GORONTALO, LIMEHU.COM – Komisi I DPRD Provinsi Gorontalo meninjau pengelolaan sampah dan kondisi lingkungan di Kabupaten Bone Bolango melalui kunjungan kerja ke Dinas Lingkungan Hidup, Pertanahan, dan Perhubungan (DLHPP), Jumat (30/1/2026). Kunjungan tersebut dilakukan untuk menghimpun data serta mengevaluasi kesiapan pengelolaan persampahan dan pengawasan lingkungan, termasuk di sektor kehutanan dan pertambangan.

Anggota Komisi I DPRD Provinsi Gorontalo, Ramdan Liputo, menjelaskan bahwa kunjungan ini difokuskan pada evaluasi pengelolaan sampah di daerah, termasuk kesiapan operasional Tempat Pembuangan Akhir (TPA) yang telah dibangun namun belum dimanfaatkan secara optimal.

“Kami turun langsung untuk mengumpulkan data dan informasi terkait pengelolaan sampah di kabupaten/kota. Dari hasil diskusi, diketahui bahwa UPTD TPA sudah tersedia, namun hingga saat ini belum beroperasi,” ujar Ramdan.

Ia menambahkan, keterbatasan anggaran menjadi salah satu kendala utama dalam operasional pengelolaan sampah, terutama untuk menjamin pelayanan kebersihan dari tingkat rumah tangga hingga ke TPA. Meski demikian, Komisi I menegaskan komitmennya untuk mendorong agar pelayanan kebersihan tetap berjalan secara maksimal.

Selain persoalan persampahan, Komisi I juga menyoroti pengawasan lingkungan di wilayah pertambangan dan kehutanan di Kabupaten Bone Bolango. Ramdan menekankan pentingnya koordinasi lintas instansi, meskipun kewenangan perizinan dan pengawasan berada di tingkat provinsi.
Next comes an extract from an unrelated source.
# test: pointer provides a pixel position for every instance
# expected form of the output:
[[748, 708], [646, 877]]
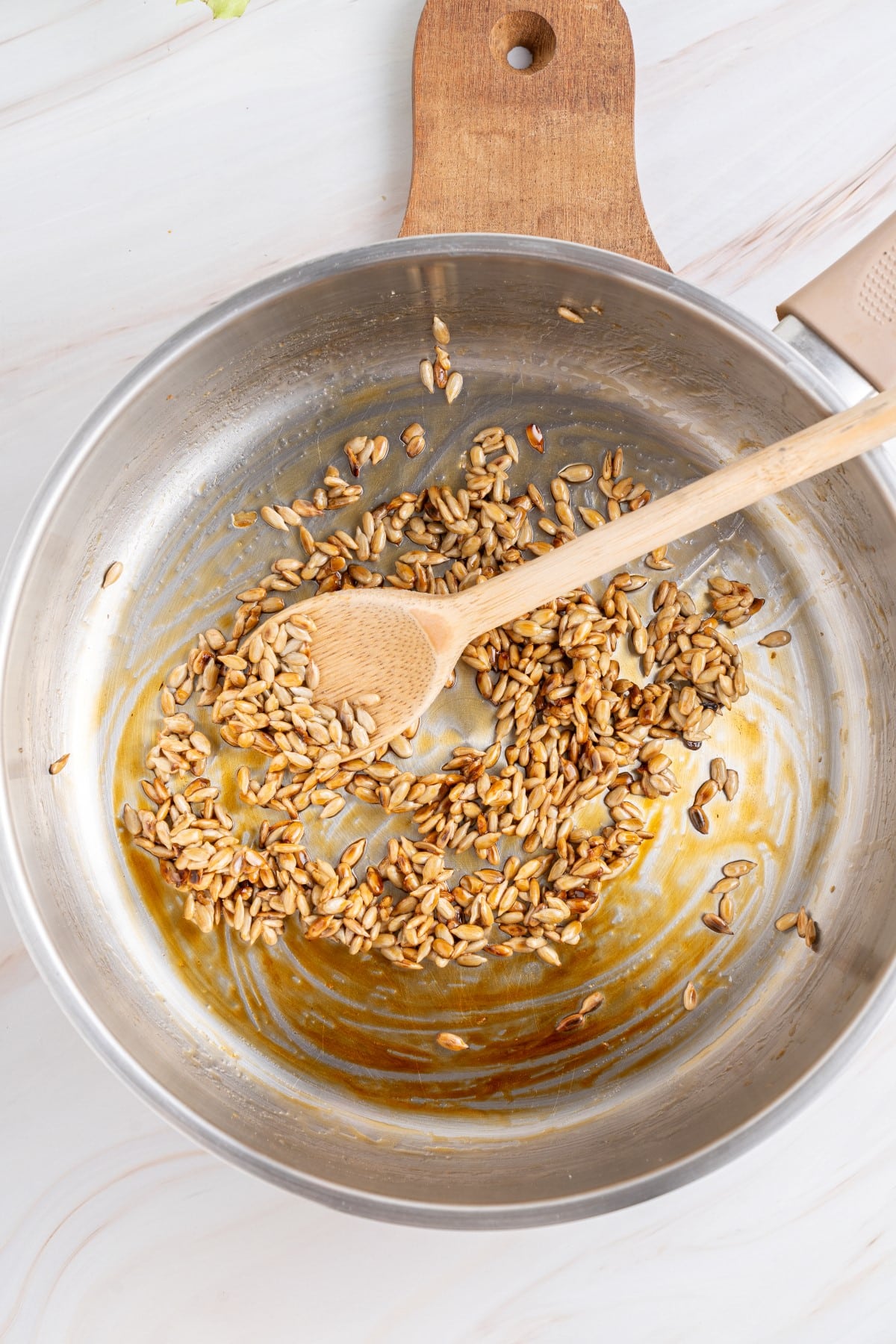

“Kami mencatat adanya informasi bahwa hasil pemeriksaan dari DLH Provinsi belum sepenuhnya disampaikan kepada dinas terkait di kabupaten. Hal ini menjadi catatan penting untuk ditindaklanjuti,” tegasnya.

Sementara itu, Pengelola Lingkungan dan Kebersihan DLHPP Kabupaten Bone Bolango, Arnol Kunuti, Amd, menyampaikan bahwa pihaknya terus berupaya memaksimalkan pengelolaan sampah meskipun masih menghadapi sejumlah keterbatasan.

“Secara infrastruktur, TPA regional sudah siap. Namun, masih terkendala aspek operasional, seperti akses jembatan serta sistem pengelolaan dari TPS dan TPS 3R. Jika hal tersebut telah berjalan, pembuangan ke TPA dapat dilakukan secara optimal,” jelas Arnol.

Ia menambahkan, Pemerintah Kabupaten Bone Bolango menargetkan TPA dapat mulai beroperasi pada tahun 2026, dengan rencana awal setelah Idulfitri, sambil menunggu terbitnya Surat Keputusan (SK) pembentukan UPTD.

“Kami berharap adanya dukungan dari pemerintah provinsi maupun pemerintah pusat, baik melalui APBD Provinsi maupun APBN, guna membantu pembiayaan operasional serta penguatan sarana dan prasarana,” tambahnya.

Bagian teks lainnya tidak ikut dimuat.